Although the insured alleged 15 kinds of bad faith the claim was dismissed, as the Court found all of these were only legal conclusions, and were not factual allegations sufficient to make out a plausible bad faith claim. Examples given by the court included “failing objectively and fairly to evaluate plaintiffs’ claim,” “failing to adopt and implement reasonable standards in evaluating plaintiffs’ claim,” “failing to promptly offer reasonably payments to the plaintiffs,” and “failing to make an honest, intelligent, and objective settlement offer.”
Thus, e.g., “plaintiffs claim that [the insured] engaged in ‘abusive claims handling’ without explaining what the abusive behavior was.
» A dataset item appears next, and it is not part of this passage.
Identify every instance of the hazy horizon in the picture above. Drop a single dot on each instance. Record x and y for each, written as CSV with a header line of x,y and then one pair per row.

Plaintiffs also make the perfunctory allegation that [the insurer]’s payment offers weren’t reasonable, but does not disclose what those offers were, what his damages were, or how defendant’s offers were inadequate and unreasonable.”
The insureds argued that they established the carrier did not have a reasonable basis to deny coverage and recklessly disregarded evidence in the insured’s file; but they failed to explain what evidence was disregarded and how disregarding it was reckless. The court found that the insureds did “little more than state that they have a contract dispute, and assert that because the dispute has not yet ended in a manner favorable to them, that defendant has engaged in bad faith behavior.”
However, the Court did give the plaintiff leave to amend if it could plead a plausible bad faith claim with facts.
The Court then essentially granted the motion to strike references to fiduciary duty as the insureds did not oppose that motion; however, the Court did state that under Pennsylvania law, “a fiduciary relationship between an insurer and policyholder arises only in limited circumstances.”